Memory flushing mechanism:

In the configuration file, we can configure the memory flushing mechanism. When memory usage reaches its maximum, redis can use the following cleanup strategy:

  • Volatile – lRU: uses the LRU algorithm to remove keys that have expired.
  • Allkeys-lru: Removes any keys using the LRU algorithm
  • Volatile -random: Removes random keys that have expired
  • Allkeys-random: removes random keys
  • Volatile – TTL: remove keys that are about to expire (minor TTL)
  • Noeviction: Does not remove any key, just returns a write error, default option

Primary and secondary replication

When the project is relatively large, we can use the Master/Slave mechanism of the Master/Slave architecture. The Master is mainly written and the Slave is mainly read. After the update of the Master node, it is automatically synchronized to the Slave node according to the configuration.

The principle of master-slave replication includes old version synchronization and command propagation. The cost of master-slave replication is that heavy system replication will cause master-slave delay, and according to CAP theory, service availability and data consistency cannot be guaranteed at the same time.

What is CAP theory?

CAP theory states that when network partitioning occurs, consistency and availability cannot be guaranteed simultaneously.

  • C: Consistent
  • A: Availability
  • P: Partition tolerance
  • Network partitioning: Nodes of distributed systems are often distributed on different machines for network isolation, which means there is a risk of network disconnection, which means that network partitioning occurs.
  • Final consistency: Redis guarantees final consistency, slave nodes will try to catch up with the master node, and eventually the state of the slave node will be the same as that of the master node.

Redis supports transactions

Redis transaction support can be summarized as follows:

  • Isolation: Redis is a single-process program that guarantees that the transaction will not be interrupted during the execution of the transaction, and the transaction can run until all the commands in the transaction queue are executed. So Redis transactions support isolation.
  • Redis serializes all the commands in a transaction and executes them sequentially. It is not possible for Redis to interject a request from another client in the middle of a transaction. Redis is guaranteed to execute these commands as a separate isolated operation.

Redis commands for handling transactions are as follows:

  • MULTI: Marks the start of a transaction block.
  • EXEC: Executes all commands within the transaction block.
  • DISCARD: Cancels a transaction, or abandons all commands in a transaction block.
  • UNWATCH: Disables the WATCH command to monitor all keys.
  • WATCH key [key …] : Monitors a key (or keys) and interrupts a transaction if the key (or keys) is changed by another command before the transaction executes.

Note that redis transactions do not support rollback operations.

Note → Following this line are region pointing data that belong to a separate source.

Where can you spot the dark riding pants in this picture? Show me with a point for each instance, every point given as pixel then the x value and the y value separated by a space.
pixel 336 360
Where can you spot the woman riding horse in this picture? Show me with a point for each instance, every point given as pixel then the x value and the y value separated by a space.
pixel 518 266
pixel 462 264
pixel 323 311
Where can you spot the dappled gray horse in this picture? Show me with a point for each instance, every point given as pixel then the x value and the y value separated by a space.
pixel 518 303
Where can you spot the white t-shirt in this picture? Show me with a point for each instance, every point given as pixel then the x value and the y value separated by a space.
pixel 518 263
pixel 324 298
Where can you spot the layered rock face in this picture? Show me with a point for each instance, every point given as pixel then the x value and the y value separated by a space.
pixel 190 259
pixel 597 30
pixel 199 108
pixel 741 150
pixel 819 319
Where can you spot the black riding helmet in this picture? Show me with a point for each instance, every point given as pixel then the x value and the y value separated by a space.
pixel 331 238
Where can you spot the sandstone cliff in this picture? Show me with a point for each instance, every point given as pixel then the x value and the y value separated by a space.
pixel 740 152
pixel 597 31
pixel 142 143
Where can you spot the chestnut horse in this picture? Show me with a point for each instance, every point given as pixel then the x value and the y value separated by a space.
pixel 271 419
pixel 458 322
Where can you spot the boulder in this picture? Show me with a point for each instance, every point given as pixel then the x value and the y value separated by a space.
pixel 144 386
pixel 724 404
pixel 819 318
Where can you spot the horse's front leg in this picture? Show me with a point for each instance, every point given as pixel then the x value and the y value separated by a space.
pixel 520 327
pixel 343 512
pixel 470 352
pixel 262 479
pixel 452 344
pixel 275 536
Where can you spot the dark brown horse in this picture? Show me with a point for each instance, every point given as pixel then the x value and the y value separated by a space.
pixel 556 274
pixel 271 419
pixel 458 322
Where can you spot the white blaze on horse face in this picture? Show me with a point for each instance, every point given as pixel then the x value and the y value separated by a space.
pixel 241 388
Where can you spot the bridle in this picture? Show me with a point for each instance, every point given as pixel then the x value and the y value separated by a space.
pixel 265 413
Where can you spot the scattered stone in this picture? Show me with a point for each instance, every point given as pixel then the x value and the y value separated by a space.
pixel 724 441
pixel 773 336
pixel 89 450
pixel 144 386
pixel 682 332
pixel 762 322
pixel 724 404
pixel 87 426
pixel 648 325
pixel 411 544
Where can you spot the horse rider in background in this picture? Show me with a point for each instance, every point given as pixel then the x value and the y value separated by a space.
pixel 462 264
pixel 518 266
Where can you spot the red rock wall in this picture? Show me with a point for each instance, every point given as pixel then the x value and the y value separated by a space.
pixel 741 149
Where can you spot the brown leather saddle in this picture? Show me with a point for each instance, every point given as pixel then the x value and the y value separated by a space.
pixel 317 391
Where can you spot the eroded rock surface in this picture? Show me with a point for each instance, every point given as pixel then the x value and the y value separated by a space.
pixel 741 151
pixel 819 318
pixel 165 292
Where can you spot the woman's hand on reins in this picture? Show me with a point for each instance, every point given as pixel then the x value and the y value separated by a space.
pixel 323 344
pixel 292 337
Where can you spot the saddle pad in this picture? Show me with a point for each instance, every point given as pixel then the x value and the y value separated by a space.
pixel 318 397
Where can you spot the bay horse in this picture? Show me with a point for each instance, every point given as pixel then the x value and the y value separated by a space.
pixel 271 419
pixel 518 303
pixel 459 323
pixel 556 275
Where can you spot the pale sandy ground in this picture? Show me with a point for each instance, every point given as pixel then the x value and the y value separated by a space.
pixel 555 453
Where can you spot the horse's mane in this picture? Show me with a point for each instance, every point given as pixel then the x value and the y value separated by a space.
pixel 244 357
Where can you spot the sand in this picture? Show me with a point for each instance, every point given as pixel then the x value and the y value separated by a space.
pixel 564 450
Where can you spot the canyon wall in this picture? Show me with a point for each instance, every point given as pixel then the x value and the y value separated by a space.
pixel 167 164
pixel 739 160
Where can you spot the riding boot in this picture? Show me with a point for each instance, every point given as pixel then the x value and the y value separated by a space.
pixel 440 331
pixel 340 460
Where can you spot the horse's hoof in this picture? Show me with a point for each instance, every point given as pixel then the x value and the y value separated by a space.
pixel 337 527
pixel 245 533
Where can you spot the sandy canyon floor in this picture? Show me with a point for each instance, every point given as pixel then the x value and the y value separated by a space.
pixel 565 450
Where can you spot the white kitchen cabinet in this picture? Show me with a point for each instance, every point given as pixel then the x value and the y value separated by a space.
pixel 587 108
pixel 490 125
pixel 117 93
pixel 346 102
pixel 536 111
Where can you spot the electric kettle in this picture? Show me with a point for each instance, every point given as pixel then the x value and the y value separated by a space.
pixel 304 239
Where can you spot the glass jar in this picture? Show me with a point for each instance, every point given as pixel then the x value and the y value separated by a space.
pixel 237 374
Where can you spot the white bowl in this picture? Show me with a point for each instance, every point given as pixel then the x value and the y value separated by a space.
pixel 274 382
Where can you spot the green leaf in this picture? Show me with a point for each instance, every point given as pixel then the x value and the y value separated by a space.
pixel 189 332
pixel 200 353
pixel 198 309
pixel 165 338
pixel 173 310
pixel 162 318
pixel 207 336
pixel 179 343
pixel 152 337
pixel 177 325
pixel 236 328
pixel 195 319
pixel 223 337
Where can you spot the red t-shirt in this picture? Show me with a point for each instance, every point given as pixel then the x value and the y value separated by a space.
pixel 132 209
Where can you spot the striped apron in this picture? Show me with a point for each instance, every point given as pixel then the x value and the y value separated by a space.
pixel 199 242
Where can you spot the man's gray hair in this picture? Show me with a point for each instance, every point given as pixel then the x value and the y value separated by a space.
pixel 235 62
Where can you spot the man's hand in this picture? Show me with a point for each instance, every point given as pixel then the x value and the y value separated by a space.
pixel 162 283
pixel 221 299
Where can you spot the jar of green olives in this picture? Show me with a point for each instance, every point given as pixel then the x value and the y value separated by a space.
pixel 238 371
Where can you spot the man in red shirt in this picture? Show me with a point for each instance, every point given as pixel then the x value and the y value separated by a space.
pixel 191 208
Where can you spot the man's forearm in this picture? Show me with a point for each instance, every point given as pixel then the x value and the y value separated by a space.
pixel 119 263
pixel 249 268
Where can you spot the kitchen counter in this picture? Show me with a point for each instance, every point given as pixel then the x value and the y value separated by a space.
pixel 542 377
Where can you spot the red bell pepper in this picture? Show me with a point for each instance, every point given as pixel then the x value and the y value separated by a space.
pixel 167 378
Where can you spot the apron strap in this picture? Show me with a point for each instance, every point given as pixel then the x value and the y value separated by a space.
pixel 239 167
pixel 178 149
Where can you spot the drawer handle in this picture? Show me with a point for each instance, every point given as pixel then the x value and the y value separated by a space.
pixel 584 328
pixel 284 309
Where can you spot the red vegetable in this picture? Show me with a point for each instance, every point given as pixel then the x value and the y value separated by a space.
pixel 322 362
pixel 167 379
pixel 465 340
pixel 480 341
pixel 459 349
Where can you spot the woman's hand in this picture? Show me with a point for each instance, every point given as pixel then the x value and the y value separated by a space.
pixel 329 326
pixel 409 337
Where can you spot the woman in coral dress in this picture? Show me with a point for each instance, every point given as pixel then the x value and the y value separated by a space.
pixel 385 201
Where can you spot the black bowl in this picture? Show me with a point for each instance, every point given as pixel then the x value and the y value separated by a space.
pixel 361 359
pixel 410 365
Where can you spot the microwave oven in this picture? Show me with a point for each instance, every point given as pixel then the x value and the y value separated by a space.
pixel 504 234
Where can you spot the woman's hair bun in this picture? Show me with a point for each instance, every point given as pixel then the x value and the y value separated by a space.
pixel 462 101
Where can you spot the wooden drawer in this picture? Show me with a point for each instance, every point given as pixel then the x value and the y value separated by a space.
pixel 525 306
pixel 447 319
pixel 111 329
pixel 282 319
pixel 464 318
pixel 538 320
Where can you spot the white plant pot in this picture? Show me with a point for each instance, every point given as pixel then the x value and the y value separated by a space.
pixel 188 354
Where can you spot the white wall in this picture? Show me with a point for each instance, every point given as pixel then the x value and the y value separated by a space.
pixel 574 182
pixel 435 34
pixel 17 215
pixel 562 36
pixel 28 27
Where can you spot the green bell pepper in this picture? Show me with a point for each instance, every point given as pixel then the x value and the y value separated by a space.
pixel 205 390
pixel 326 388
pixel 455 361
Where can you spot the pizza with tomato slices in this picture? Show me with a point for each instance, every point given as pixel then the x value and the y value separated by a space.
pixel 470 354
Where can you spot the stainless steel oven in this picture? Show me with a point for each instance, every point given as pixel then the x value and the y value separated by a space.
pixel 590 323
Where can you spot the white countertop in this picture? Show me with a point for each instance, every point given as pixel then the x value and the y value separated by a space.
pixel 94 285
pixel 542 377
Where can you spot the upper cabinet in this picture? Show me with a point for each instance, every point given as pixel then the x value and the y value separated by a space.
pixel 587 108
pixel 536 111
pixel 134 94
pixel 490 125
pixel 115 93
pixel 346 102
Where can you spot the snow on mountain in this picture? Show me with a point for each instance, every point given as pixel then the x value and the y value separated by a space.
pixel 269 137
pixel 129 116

Redis starts a transaction with MULTI, enlists multiple commands into the transaction, and finally triggers the transaction with EXEC, which executes all commands in the transaction. The redis command will fail only if the command is called with a syntax error, or if an operation is performed on a key that does not comply with its data type. However, these problems should and can be detected when the command is queued, so redis transactions do not support rollback operations.

Subsequent updates

  • The guard mode
  • A distributed lock
    • For distributed locking, in order to make the locking operation atomic, it is not possible to use multiple commands, we can use the set command with multiple parameters to do this, as shown below: jedis.set(String key, String value, String nxxx, String expx, int time)
    • The first one is key, and we use key as the lock because key is unique.
    • RequestId = value; requestId = value; requestId = value; requestId = value; requestId = value;
    • The third parameter is NXXX. We fill in NX for this parameter, which means SET IF NOT EXIST, that is, when key does NOT EXIST, we perform SET operation; If the key already exists, no operation is performed.
    • Expx = PX; expx = PX; expx = PX;
    • The fifth parameter is time, which corresponds to the fourth parameter and represents the expiration time of the key.